Bencana merupakan fenomena alam, qadla Allah, sehingga manusia tak kuasa untuk menolaknya bahkan harus ridho dalam menerimanya. Itu memang benar. Tapi sebagai seorang yang berakal, mengambil hikmah dari peristiwa yang terjadi adalah suatu keharusan. Bencana yang silih berganti mendekap Banyuwangi bahkan Indonesia bisa menjadi peringatan dari Sang Pencipta –yakni Allah- melalui alam kepada manusia.
Peringatan atas apa? Yakni ada dosa dan kemaksiatan yang dilakukan manusia, akibat tidak mengamalkan dan menerapkan syariatNya. Sebagaimana dalam firmanNya,
“Telah tampak kerusakan di darat dan di lautan akibat perbuatan tangan manusia. Allah menghendaki agar mereka merasakan sebagian dari akibat perbuatan mereka agar mereka kembali ke jalan yang benar.” (QS Ar-Rum: 41).
Saat menafsirkan Qur’an surat ar-Ruum ayat 41 di atas, Ibnu Katsir mengutip pernyataan dari Abu al-‘Aliyah terkait perusakan bumi. Kata Abu al-‘Aliyah, “Siapa saja yang bermaksiat kepada Allah di bumi sungguh maka ia telah merusak bumi. Sungguh kebaikan bumi dan langit adalah dengan ketaatan kepada Allah (Ibnu Katsir, Tafsir al-Qur’an al-‘Adzim 320/6).

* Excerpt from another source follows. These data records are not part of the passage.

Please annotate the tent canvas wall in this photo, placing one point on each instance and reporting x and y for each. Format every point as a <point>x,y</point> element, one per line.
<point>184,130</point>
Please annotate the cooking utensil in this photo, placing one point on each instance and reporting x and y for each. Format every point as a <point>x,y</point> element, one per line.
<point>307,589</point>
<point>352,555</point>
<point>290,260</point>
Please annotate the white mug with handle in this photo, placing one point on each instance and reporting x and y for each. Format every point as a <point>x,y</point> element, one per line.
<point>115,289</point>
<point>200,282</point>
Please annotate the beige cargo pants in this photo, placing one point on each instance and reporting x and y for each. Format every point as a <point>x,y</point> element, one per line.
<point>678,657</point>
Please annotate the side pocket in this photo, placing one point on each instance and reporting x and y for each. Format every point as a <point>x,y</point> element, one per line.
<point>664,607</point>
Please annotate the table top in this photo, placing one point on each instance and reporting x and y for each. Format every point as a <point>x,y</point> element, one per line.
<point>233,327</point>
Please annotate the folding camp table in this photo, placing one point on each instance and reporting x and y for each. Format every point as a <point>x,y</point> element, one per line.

Jika kita kaitkan firman Allah tersebut dengan realitas masyarakat saat ini maka sangat klop. Betapa banyak kemaksiatan dan kedzaliman merajalela. Narkoba dan seks bebas sudah biasa, perampokan, pembegalan, bahkan pembunuhan hapir tiap hari terjadi. Pemerkosaan hingga mutilasi bukan hal asing lagi, korupsi menjadi-jadi, perusakan hutan dengan alih fungsi lahan semakin marak dilakukan, riba dan aktivitas yang mengandung kesyirikan dilestarikan. Jika hal ini terus terjadi, maka jangan heran jika bencana sebagai peringatan dariNya akan silih berganti mendekap kita.
Pilihan di tangan kita. Mau terus terjadi bencana atau menyudahinya?
Kalau ingin segera mengakhiri bencana maka kita harus bertaubat kepada Allah. Taubat harus dilakukan oleh segenap komponen bangsa, termasuk para penguasa dan pejabat negara. Memohon ampun atas segala dosa dan berusaha untuk taat dengan menjalankan seluruh syariatNya, tanpa pilih-pilih, tanpa nanti, dan tanpa tapi. Wallahua’lam…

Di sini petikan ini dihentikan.